Well, for what it's worth, here's my view. He says he's not attracted to her anymore. You say she hasn't really changed all that much.
This leads me to believe it is more psychological. Translated, that means she just isn't as much fun to be around as before. If she was, and her looks hasn't changed much, he would still feel the same as before, and would thoroughly enjoy her (Even intimately).
Our opinions of others shape how we see them, both physically and psychologically. So, either she has changed in some ways (behaviorally), or he has changed in some ways (Perhaps not happy inside for other reasons), or perhaps both, and that emotional feeling towards her has been altered, which affects how he sees her physically as well. Our mind discounts physical appearance, to some degree, when we find that person attractive in other ways.

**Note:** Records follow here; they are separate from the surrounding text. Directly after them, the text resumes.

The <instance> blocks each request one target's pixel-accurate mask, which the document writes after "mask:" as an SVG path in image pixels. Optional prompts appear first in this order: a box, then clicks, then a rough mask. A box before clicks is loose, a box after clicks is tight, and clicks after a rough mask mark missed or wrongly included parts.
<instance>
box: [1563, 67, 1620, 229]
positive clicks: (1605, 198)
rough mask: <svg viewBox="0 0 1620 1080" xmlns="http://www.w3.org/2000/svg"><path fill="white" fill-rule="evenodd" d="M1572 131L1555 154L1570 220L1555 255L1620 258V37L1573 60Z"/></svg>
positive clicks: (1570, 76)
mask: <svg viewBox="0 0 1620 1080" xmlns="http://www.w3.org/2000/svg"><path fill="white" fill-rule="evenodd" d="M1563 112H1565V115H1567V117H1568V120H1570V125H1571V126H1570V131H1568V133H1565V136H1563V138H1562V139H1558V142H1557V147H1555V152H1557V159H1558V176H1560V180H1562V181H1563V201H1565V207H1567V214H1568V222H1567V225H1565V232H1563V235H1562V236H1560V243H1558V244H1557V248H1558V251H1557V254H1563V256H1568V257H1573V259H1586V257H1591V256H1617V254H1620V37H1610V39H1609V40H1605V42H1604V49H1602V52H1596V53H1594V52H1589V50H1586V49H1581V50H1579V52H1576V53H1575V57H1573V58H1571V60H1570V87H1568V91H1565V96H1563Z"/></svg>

Even though they still do things together, he may be experiencing it as an effort to try and salvage something he is not necessarily desiring, and so it isn't really the fun and enjoyable experience it should be.
If this assessment is true, then he would need to figure out what has changed, and be willing to look introspectively at himself as well, to see what might have contributed to the way he sees her now. Maybe it can be altered. Whatever the case, I don't think he should place the burden on her to make him happy. That needs to come from within, and then he brings that happiness to the relationship to add some flame back to the fire.
That'll cost you a nickel, but I'm willing to negotiate.